После того как Чак ушел, я сел за стол и, не осознавая этого, взял ручку. Рассеянно водя ей по листу бумаги, я попробовал нарисовать копию рисунка, изображающего древнегреческого воина и черепаху. Однако довольно скоро я отбросил ручку, почувствовав раздражение из-за слишком уж вопиющей непонятности смысла скетча. Мое описание рисунка навело Эвери Коллингсворта на кое-какие мысли. Как я помнил, Эвери говорил о парадоксе Зенона. Но я был уверен, что рисунок Фуллера не содержал намека ни на этот философский парадокс, ни на вывод о том, что движение невозможно.

Я начал медленно и вдумчиво вслух повторять фразу «всякое движение есть иллюзия».

И тут я подумал о том, что существует одна система, в которой на самом деле всякое движение есть иллюзия, — это сам симулятор! Субъективные единицы воображают, будто выполняют действия в физическом мире. Но тем не менее, когда они будто бы совершают какие-то движения, на самом деле они не сдвигаются с места. Когда реактивная единица — такая, как Зау Но, — «идет» из одного дома в другой, все, что происходит, — это то, что посредством электрических потоков, проходящих через сеть электропередач и преобразователи, загружается иллюзорный «опыт» в цилиндр, хранящий память.

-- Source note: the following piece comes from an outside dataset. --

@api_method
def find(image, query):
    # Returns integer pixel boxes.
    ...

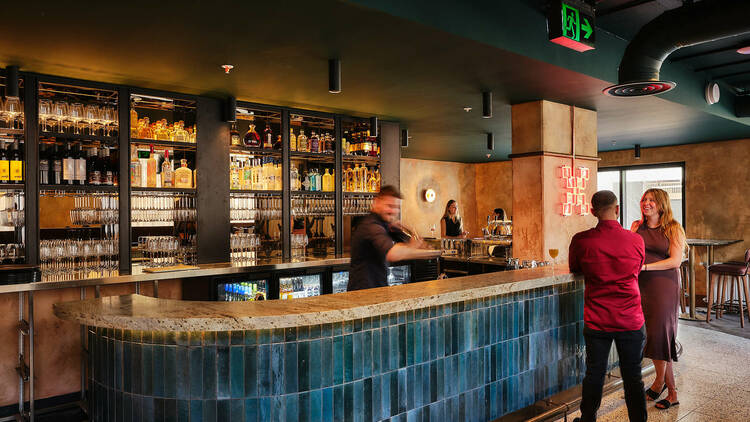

Может быть, Фуллер хотел, чтобы я разглядел в рисунке этот принцип? Но что конкретно он пытался сообщить?

И тут я вскочил с кресла.

Зау Но!

Зау Но — вот ключ к разгадке! Теперь все стало предельно ясно. Рисунок должен был подразумевать только слово «Зенон»!

Говоря о тех или иных персонажах нашего симулятора, сотрудники «Реэкшенс» привыкли неформально величать их по фамилиям с инициалами имен.